La sua monografia di Astorre Baglioni, contenuta nel volume I Padroni dell’Acciaio (l’immagine di copertina è opera di Francesco Saverio Ferrara, coautore del libro), è stata una delle più sfidanti e, nel complesso, la più emozionante. Non capita spesso, infatti, di imbattersi in un personaggio dal carattere così sfaccettato, capace di unire la violenza della guerra all’amore per la poesia, la temperanza di un grande condottiero agli scoppi d’ira di un giovane ribelle.
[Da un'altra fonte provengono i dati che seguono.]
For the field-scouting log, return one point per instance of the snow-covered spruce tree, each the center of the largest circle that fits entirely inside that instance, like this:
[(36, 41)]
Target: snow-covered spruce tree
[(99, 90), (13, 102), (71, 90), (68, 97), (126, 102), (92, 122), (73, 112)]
L’articolo che troverete fra poche righe è stato tratto interamente dai Padroni dell’Acciaio, ed è relativo a una delle imprese meno conosciute di Astorre Baglioni. A meno di vent’anni, durante il primo periodo di permanenza a Roma, il Baglioni si innamora di Ginevra Salviati, nipote di Caterina de’ Medici (che sarà Regina di Francia). L’amore è pienamente ricambiato, ma Astorre appartiene alla nobiltà provinciale e manca del patrimonio richiesto per chiedere la mano di una Salviati. Per fare bottino e accrescere il suo patrimonio decide quindi, nel 1550, di partecipare a una spedizione contro le basi del più capace corsaro ottomano, Dragut:
Le finanze del Baglioni però non gli permettono ancora di chiedere la mano di Ginevra Salviati, di cui è rimasto follemente innamorato. I sentimenti profondi che prova nei confronti della donna lo spingono a mettere subito a frutto le capacità che ha maturato nel corso degli ultimi anni.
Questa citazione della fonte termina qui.